2. Location Advantage and Neighbourhood Assessment
Location is the main driver in the value of the property, as an area with nearby amenities and infrastructure development attracts a relatively higher market value than area with no proper amenities and Infrastructure availability. Valuer checks for Road Connectivity, Commercial activity nearby, Schools, Hospitals, Future development plans, etc., for the valuation.
3. Legal Verification and Documents Scrutiny
The Lender examines Property Papers, Ownership chain, Encumbrance Certificate, Approved Building Plan, Occupancy status, Sanctioned Layout and any pending legal cases. The valuer decreases the value of the property if any irregularities are found in the Legal Verification and Documents Scrutiny.
4. Market Value vs Distress Value
This is where most of the borrowers gets confused, Financial Institutions usually lend on the distress value of the property due to which many borrowers feel that the valuation is low as per they have assumed. Market value is the rate at which the property can be sold today, and Distress Value is a conservative estimate of the property which is derived by assessing the property’s condition, market value and the urgency of the sale.
5. Comparable Sales Method
With this method the valuer compares the similar properties which are getting sold in the area. The valuer checks recent sale deeds in the area, Govt circle rates vs. market rates, Builder pricing (for apartments) and the demand for the property in the area. This gives a realistic selling price reference for the lender.
6. Construction Cost Method
This method is commonly used for valuation of bungalows, plots with construction and standalone homes. With this method of property valuation, the valuer decides the property value is based on cost of land, cost of construction, Depreciation on building age, Cost of building material required, etc. This method is commonly used in property valuation for home loans.
7. Rental Income Method
If the property is earning rent, then valuing the property only based on the market value of the property then it is not fair. For commercial properties earning rent, the valuer derives the value of the property by analysing the rental income, rental yield, tenant stability and the market value of the property. This method often increases the loan eligibility for the borrower.

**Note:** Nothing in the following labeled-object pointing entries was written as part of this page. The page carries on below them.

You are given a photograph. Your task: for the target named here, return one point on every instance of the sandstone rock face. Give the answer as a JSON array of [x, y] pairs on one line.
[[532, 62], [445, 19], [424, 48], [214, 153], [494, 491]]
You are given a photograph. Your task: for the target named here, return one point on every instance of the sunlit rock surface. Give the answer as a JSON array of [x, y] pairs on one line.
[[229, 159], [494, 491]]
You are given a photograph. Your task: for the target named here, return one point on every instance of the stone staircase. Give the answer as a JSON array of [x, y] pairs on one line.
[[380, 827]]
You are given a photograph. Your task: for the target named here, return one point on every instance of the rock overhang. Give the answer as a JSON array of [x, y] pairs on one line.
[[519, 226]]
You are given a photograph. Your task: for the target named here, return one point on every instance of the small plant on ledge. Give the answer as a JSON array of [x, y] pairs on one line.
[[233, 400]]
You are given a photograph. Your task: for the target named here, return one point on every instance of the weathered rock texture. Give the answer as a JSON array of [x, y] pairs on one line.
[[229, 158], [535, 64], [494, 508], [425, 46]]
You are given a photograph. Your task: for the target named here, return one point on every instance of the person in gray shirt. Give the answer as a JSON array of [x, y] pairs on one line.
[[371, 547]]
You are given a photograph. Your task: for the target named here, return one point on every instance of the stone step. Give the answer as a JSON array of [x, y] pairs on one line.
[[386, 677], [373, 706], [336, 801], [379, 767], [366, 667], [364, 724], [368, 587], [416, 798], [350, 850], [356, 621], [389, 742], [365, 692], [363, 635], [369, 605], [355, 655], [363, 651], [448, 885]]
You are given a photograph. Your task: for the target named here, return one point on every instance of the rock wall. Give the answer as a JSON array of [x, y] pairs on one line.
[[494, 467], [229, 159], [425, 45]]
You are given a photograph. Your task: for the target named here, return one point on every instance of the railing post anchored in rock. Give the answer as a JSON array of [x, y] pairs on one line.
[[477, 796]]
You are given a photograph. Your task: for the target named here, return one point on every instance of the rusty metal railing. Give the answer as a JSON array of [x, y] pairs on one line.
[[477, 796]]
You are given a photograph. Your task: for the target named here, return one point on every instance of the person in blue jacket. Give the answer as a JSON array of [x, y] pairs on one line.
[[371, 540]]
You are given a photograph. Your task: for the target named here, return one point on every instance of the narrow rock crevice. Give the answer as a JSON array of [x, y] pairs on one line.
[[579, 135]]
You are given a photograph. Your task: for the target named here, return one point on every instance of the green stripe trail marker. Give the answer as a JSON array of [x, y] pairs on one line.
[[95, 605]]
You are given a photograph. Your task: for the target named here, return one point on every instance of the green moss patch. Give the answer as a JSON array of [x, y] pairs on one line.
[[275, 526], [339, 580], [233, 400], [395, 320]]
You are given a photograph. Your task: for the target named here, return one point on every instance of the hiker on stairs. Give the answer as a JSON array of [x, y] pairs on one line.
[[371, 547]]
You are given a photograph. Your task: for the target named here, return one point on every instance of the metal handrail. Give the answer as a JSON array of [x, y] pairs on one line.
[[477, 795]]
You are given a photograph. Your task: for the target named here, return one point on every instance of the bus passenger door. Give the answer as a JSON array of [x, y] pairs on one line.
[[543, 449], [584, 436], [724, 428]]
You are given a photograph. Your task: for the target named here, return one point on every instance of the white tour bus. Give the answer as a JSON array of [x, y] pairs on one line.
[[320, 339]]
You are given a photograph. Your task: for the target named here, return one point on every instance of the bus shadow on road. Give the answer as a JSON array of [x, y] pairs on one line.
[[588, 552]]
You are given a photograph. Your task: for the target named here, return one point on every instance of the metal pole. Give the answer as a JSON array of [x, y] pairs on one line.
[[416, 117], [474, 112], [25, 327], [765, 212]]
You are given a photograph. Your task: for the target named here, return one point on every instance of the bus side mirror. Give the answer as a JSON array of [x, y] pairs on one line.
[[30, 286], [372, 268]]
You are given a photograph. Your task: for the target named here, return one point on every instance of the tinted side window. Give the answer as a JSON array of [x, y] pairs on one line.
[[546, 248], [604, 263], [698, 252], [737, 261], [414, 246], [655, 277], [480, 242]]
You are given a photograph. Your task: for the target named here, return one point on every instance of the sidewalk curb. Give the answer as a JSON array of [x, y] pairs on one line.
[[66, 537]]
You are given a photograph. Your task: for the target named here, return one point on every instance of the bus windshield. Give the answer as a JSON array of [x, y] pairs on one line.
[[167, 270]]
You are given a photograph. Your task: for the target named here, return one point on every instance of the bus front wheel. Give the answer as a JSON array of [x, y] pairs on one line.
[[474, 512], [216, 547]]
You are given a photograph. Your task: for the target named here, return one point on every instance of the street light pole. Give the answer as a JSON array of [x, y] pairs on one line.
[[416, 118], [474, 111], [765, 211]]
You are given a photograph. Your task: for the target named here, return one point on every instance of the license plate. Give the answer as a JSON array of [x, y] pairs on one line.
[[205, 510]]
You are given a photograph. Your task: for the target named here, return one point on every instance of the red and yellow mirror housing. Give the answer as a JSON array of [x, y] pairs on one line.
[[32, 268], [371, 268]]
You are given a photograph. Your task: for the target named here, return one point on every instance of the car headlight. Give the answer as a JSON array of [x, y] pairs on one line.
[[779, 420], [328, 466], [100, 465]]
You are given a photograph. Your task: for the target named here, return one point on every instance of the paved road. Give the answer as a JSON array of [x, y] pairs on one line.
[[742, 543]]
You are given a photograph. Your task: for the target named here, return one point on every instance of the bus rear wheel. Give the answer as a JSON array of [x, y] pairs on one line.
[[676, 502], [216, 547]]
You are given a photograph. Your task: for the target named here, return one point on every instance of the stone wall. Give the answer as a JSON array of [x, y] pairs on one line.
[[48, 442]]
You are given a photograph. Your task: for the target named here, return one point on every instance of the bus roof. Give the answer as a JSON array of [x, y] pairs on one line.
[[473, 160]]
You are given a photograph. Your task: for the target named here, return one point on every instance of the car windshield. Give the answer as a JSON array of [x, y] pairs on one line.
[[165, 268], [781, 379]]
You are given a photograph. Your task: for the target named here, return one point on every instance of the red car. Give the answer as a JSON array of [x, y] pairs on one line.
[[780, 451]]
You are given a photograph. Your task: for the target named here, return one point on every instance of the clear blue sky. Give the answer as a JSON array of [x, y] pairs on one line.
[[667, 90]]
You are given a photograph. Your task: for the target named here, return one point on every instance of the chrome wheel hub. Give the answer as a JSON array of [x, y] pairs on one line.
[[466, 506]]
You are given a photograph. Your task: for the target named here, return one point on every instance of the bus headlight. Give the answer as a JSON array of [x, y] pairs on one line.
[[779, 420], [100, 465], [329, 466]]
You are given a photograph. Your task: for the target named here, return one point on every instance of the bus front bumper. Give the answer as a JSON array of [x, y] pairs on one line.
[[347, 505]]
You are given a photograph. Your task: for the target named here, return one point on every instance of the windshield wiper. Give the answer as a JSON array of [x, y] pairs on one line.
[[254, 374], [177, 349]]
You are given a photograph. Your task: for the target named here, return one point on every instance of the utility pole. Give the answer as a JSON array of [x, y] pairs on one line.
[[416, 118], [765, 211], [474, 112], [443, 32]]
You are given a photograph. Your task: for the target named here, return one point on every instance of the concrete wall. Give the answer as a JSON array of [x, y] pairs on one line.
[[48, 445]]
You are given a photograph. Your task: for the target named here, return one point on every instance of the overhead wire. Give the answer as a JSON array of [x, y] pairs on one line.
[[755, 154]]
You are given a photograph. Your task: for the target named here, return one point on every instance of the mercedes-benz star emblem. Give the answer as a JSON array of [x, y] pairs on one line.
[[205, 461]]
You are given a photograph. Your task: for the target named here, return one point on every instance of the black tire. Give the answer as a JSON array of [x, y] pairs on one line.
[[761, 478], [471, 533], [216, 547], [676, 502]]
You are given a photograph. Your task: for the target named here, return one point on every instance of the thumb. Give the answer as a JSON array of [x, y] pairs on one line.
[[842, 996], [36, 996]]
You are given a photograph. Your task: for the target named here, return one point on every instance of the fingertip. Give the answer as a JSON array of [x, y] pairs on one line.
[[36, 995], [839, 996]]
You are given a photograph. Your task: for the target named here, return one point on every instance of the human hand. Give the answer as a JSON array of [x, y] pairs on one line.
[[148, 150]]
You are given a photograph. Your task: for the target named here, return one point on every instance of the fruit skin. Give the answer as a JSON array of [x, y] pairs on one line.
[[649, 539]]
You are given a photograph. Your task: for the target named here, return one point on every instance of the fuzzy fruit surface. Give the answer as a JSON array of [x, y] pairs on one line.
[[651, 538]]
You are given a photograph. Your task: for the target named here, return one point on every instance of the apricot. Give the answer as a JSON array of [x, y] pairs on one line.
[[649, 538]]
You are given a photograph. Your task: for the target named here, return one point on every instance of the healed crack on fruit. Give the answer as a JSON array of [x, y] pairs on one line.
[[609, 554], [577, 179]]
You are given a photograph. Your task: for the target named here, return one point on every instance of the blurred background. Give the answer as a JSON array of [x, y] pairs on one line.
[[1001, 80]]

Why Valuation by lender is lower than your expectations?
Lenders prefer safer valuations to manage the credit risk due to which they offer relatively lower property valuations. Some common reasons for the lower property valuation:
- Banks use conservative distress values
- The local market may be overpriced
- Old construction or poor maintenance
- Legal issues or missing approvals
- Property situated in congested or low-demand areas
- Recent sales data is low in your area
How to Increase Your Property Valuation
An informed borrower can strategically improve your property valuation by:
- Keeping documents updated including Property Documents, any NOCs, Sanctioned construction plan, etc.
- Maintaining property well by ensuring fresh paints, clean surroundings and good repairs, etc.
- Showing stable rental income in commercial and rental properties increases your property valuation.
Final Takeaway
Understanding how lenders value your property provide you a better understanding of the entire loan process. When you are aware about what documents the bank is checking and conditions for the valuation you can be prepared and less likely to face last-minute surprises. It becomes easier to estimate the predict the eligible loan amount and even negotiate for better terms if needed. At the end of the day, a properly valued property makes your loan journey smoother, quicker and reasonable loan eligibility.